Have you ever wondered when the Cottage City Community Garden started? Or why our community decided that a communal garden that provides fresh produce (and sometimes fruit) was important? For today’s throwback Thursday, read this article from the 2009 Prince George’s Gazette to have all your questions answered!
Port Towns await first community garden
Cottage City space will be available at no cost to residents
by Elahe Izadi | Staff Writer
Thursday, March 26, 2009Cottage City will be a little greener this spring when the town breaks ground on the Port Towns’ first community garden.
The Port Towns include Bladensburg, Colmar Manor, Cottage City and Edmonston. The garden at the end of Cottage Terrace toward the Anacostia River will be prepped for planting by May. Cottage City Commissioner Aileen McChesney (Ward 1) said the town may build a second plot if the first garden is a success. The first plot will have beds for about 20 households.
The community garden will have raised beds available for free to residents who sign up, and they can use the plots of land to plant produce. Residents will be responsible for maintaining their gardens and there may also be one communal plot, McChesney said.
There is another community garden nearby in Riverdale, the Master Peace Community Farm, where residents can harvest produce on plots of land. Gardeners also work with University of Maryland, College Park, students and use a rainwater system the captures rain water to water plants.
A few years ago, Cottage City resident Alseta Gholston, 37, suggested that the Town Commission consider building a community garden.
“It was something I had always wanted to do, gardening. I was looking for places that had community gardens and I noticed there were none nearby,” she said.
McChesney said residents surveyed last year supported the garden.
The town revisited the project after Cottage City resident and former commissioner Anne Reeside, 94, donated $200 in the fall in hopes of jumpstarting the project.
“I definitely wanted something so badly for these children for all these years,” Reeside said. “I wanted the children to have a garden. That way the citizens could enjoy the children and the children could learn a lot from them.”

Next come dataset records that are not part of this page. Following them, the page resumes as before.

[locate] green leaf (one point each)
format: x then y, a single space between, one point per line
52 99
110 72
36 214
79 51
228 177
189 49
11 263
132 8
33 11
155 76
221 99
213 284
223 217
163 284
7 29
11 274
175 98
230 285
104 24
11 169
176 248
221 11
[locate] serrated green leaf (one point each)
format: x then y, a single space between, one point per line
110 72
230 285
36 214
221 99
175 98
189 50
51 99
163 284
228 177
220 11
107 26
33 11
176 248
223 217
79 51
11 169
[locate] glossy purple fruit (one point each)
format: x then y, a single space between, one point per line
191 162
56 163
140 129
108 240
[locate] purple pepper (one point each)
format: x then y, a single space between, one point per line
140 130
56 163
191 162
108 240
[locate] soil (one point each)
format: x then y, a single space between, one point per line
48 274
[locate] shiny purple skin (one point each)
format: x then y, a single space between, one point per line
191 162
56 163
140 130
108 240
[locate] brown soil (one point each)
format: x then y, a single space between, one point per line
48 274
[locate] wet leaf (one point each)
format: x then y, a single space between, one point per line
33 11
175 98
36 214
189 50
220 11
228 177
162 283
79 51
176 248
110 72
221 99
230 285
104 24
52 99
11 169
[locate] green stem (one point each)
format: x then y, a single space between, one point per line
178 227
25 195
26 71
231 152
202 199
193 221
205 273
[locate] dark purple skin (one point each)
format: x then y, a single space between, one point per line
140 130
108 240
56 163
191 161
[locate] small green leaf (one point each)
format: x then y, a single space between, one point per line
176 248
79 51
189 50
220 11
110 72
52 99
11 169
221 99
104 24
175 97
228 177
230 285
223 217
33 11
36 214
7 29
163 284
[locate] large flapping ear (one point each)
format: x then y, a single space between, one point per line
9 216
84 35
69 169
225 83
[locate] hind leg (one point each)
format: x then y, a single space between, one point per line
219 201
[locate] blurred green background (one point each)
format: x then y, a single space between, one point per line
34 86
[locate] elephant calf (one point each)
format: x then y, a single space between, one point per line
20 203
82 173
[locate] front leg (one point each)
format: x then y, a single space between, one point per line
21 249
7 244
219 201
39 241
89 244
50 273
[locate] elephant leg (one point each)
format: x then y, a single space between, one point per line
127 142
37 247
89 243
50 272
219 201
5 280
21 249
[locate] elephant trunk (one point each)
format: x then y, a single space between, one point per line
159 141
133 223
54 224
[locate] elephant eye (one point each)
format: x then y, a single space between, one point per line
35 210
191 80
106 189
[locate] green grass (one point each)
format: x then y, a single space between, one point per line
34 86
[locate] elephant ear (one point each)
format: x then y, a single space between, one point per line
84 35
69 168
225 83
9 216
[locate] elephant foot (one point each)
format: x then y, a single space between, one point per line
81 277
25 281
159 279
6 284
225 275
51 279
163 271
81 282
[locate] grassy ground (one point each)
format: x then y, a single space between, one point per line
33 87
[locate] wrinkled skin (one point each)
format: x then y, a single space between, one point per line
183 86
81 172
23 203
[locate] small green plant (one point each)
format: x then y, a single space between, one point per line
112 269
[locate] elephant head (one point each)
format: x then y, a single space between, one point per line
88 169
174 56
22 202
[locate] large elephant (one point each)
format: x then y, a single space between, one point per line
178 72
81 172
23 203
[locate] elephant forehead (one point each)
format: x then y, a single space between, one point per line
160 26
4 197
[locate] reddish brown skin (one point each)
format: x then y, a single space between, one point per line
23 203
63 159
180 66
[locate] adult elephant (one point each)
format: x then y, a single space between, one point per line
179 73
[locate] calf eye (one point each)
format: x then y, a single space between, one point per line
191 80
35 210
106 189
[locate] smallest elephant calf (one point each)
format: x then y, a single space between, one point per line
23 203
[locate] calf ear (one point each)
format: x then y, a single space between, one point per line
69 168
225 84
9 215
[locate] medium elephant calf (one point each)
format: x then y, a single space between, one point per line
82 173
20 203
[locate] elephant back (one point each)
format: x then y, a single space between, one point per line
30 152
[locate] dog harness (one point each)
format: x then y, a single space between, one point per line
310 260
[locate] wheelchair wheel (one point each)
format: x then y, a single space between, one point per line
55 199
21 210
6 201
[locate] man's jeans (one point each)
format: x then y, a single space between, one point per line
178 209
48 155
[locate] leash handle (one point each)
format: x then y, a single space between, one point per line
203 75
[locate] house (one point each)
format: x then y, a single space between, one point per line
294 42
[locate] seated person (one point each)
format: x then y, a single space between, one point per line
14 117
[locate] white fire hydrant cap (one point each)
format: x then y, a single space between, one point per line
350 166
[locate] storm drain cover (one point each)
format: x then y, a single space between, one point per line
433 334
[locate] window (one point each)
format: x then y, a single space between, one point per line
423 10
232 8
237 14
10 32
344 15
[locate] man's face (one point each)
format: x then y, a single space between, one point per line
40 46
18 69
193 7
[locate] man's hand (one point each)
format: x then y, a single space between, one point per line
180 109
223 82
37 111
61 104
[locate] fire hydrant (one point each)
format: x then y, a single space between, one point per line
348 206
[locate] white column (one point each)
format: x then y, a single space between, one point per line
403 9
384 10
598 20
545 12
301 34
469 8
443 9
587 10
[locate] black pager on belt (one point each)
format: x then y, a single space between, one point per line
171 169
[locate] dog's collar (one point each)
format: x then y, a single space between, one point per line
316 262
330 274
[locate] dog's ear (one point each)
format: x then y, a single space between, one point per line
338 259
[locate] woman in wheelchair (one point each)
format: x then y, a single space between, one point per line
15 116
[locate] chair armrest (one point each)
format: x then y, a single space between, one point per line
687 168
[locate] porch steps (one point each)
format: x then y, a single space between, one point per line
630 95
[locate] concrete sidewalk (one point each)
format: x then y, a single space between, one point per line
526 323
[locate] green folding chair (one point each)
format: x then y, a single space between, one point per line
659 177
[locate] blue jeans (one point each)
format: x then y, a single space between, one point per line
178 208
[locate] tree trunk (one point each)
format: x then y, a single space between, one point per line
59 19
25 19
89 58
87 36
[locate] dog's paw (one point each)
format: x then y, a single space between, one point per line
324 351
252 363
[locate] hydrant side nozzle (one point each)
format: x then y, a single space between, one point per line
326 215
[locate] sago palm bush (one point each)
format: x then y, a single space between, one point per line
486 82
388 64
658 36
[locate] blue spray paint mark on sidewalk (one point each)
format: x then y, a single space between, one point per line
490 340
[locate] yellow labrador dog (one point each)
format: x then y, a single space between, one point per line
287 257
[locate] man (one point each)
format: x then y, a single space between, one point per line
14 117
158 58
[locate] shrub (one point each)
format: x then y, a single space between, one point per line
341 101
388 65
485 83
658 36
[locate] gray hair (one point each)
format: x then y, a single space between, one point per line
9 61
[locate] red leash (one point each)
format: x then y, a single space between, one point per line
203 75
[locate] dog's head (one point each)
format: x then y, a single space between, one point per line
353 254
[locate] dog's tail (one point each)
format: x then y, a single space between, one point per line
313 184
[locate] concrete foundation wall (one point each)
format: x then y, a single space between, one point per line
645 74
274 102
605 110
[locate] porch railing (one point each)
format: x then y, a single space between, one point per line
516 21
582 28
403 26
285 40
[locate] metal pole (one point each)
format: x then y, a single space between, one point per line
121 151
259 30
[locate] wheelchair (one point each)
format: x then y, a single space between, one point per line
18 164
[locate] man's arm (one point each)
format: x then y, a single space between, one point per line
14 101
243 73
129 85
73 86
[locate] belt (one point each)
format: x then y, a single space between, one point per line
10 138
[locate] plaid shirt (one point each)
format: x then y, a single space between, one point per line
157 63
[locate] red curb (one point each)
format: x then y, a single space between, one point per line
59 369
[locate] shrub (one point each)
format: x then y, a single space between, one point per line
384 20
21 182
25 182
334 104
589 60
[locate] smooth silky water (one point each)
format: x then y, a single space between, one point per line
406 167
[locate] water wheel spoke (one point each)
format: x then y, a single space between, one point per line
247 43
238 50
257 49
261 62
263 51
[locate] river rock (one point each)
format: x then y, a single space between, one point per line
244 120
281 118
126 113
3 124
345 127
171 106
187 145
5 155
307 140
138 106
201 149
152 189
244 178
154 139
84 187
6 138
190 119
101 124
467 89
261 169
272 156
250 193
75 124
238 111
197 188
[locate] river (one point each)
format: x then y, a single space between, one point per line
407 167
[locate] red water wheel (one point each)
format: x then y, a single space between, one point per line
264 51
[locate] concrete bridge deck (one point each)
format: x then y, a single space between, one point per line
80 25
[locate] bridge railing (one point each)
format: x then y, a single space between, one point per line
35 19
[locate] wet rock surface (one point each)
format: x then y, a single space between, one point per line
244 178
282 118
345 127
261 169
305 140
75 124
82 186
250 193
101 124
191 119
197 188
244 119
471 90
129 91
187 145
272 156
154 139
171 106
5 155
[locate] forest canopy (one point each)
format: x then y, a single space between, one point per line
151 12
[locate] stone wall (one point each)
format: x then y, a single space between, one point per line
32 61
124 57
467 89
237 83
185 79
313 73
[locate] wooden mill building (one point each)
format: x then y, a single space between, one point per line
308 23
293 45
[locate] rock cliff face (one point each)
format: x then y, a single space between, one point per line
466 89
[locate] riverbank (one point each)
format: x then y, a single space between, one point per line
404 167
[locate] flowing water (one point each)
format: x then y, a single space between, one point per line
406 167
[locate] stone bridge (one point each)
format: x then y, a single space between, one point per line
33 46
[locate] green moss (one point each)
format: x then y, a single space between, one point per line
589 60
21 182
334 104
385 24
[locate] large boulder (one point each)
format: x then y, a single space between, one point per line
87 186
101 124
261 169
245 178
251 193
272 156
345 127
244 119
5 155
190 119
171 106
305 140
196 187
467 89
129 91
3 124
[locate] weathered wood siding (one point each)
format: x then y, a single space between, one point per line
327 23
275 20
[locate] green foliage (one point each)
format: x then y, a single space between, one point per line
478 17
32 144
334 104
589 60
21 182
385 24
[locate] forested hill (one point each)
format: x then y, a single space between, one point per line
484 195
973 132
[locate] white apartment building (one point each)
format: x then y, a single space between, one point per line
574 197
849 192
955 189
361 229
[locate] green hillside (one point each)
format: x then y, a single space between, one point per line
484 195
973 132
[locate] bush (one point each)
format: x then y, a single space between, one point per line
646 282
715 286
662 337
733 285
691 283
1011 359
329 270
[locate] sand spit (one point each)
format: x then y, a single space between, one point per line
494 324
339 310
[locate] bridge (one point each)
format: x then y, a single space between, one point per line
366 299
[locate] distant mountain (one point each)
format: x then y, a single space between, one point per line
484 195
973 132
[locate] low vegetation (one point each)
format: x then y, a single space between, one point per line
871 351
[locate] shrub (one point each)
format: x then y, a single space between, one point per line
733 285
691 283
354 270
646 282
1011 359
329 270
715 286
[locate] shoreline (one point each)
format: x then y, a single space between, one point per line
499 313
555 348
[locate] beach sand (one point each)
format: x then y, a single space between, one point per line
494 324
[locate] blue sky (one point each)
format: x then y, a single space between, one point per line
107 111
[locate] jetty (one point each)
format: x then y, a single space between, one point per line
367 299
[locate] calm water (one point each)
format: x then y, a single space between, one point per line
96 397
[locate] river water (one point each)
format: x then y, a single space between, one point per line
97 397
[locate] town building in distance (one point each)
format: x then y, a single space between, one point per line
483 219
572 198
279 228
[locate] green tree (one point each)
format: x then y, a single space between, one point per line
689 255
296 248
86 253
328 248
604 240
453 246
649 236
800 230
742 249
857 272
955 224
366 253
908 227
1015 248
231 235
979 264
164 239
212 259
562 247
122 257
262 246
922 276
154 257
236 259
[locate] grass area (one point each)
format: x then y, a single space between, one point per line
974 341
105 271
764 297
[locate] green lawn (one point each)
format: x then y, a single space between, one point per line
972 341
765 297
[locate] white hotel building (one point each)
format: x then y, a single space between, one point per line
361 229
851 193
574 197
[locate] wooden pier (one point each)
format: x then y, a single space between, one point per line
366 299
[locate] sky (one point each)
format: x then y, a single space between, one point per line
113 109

McChesney said there are numerous health and environmental benefits in producing and eating locally grown food. The garden will also serve as a teaching tool for children.
“It’s just the simple economics of returning to kitchen gardens to supplement the family table, and beyond that we recognize there’s a generational gap of kids growing up who have never watched the process of seed to the plate,” she said.
The garden is supported by partnerships with the Anacostia Watershed Society, Port Towns Health Partnership and the Port Towns Youth Council.
Celeste James, program director for Kaiser Permanente’s health initiative in the Port Towns, said the community garden will be an example of how to increase health-awareness in the Port Towns. The health initiative began as a way to combat the rise in obesity and preventable chronic disease, like diabetes.
“Gardening is known to be a stress reliever. Gardening is good exercise and has obvious teaching benefits for children,” James said. “It kind of builds life-long learning.”
James said that although there are a number of grocery stores in the Port Towns, organic and locally-grown foods aren’t plentiful or easily-accessible.
“Getting people to consume fresh fruits and vegetables, as in many neighborhoods, is a concern and that’s really about changing people’s behavior,” she said. “The community garden helps to change behavior by creating an understanding about food.”
Gholston said she’s pleased she will soon have a garden of her own.
“I’m very excited. I’m looking forward to getting a plot together and kind of see who else is interested, and getting to know my neighbors that way,” she said.